Why it matters: The lawsuit could derail or delay the closing of the deal, which could cost Paramount hundreds of millions of dollars.
- The coalition of states said they asked the two companies not to close their merger until after the judicial process concludes, adding it will file a temporary restraining order.
- The coalition is composed of California, Arizona, Colorado, Connecticut, Massachusetts, Minnesota, Nevada, New Jersey, New Mexico, New York, Oregon and Washington.
Zoom in: The states argue the deal is anticompetitive on three grounds:
- Wide release theatrical distribution: They argue after the merger, "only three distributors will control 75% of these films and only four distributors (Defendants, Disney, Universal, and Sony) will control 86% of them."
- Top-grossing theatrical distribution: They say after the deal "Defendants will control more than 30% of these films, and four distributors (Defendants, Disney, Universal, and Sony) will control more than 90% of them."

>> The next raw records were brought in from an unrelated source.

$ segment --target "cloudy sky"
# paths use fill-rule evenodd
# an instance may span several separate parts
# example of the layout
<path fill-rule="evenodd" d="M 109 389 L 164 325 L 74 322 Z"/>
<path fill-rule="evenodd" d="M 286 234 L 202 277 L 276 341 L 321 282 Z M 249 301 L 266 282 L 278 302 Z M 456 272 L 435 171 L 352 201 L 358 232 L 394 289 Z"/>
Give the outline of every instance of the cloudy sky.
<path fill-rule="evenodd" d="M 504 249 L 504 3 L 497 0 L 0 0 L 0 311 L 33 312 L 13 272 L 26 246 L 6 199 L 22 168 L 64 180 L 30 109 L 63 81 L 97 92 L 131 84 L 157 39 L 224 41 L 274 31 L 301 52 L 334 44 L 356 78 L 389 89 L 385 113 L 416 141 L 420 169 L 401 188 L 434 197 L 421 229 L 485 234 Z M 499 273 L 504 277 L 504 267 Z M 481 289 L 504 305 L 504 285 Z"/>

- Cable reach: "Warner Bros. is the second largest and Paramount is the third largest in this market, and they would combine for a 27% share," the states attorneys general note.
What they're saying: "The unlawful merger of these two entertainment behemoths would lead to higher prices, lower quality, and less content for film and television, harming movie theaters, basic cable distributors, and ultimately, audiences on every sofa and movie theater seat in the U.S.," California Attorney General Rob Bonta said in a statement.
- Writers Guild of America West and Writers Guild of America East commended the states in a joint statement. WGAW president Michele Mulroney called the deal "one of the worst proposed mergers we've seen."
- WGAE president Tom Fontana said, "The damage this deal would do to America's entertainment and news industries would be an absolute, unmitigated disaster. This merger must be blocked."
- Theater trade group Cinema United also welcomed the state attorneys general's lawsuit, saying, "The ramifications of further movie studio consolidation will be significant and lasting, not just in Hollywood, but on Main Streets across this nation where local movie theaters serve as cultural and financial cornerstones for communities of all sizes."
The other side: Paramount criticized the lawsuit, arguing it "distorts settled antitrust law and is based on a misrepresentation of competition in the entertainment industry today"
- The company reiterated its stance that it believes the deal "creates a stronger competitor against dominant streaming and technology platforms who have harmed the market for theatrical exhibition and jobs in the entertainment industry."
- A spokesperson said the company will defend the transaction and argued, "Delaying this transaction will only harm entertainment workers who have already suffered over recent years as technology has disrupted their livelihood and cost California tens of thousands of entertainment jobs."
Catch up quick: The Justice Department in June approved Paramount's takeover of WBD.
- While that approval was expected, regulators abroad and in the U.S. continued to probe the deal.
- The U.K. Competition and Markets Authority said last month it will formally launch an investigation into the deal.
- European Union regulators seem more open to approving the deal with remedies. Bloomberg reported that Paramount is open to selling some of its children's TV network assets to help win EU approval.
The big picture: State attorneys general are moving aggressively to sue corporate giants in an attempt to fill a void they argue is being left by federal antitrust regulators.
- Earlier this year, more than two dozen bipartisan state attorneys general continued an antitrust lawsuit to break up Live Nation and Ticketmaster after the Justice Department's surprise settlement with the combined company. A jury ultimately ruled in their favor.
- A coalition of states sued to block Nexstar and Tegna from merging on antitrust grounds, even though the Justice Department and FCC approved the deal. A federal judge blocked the deal until the lawsuit is sorted out.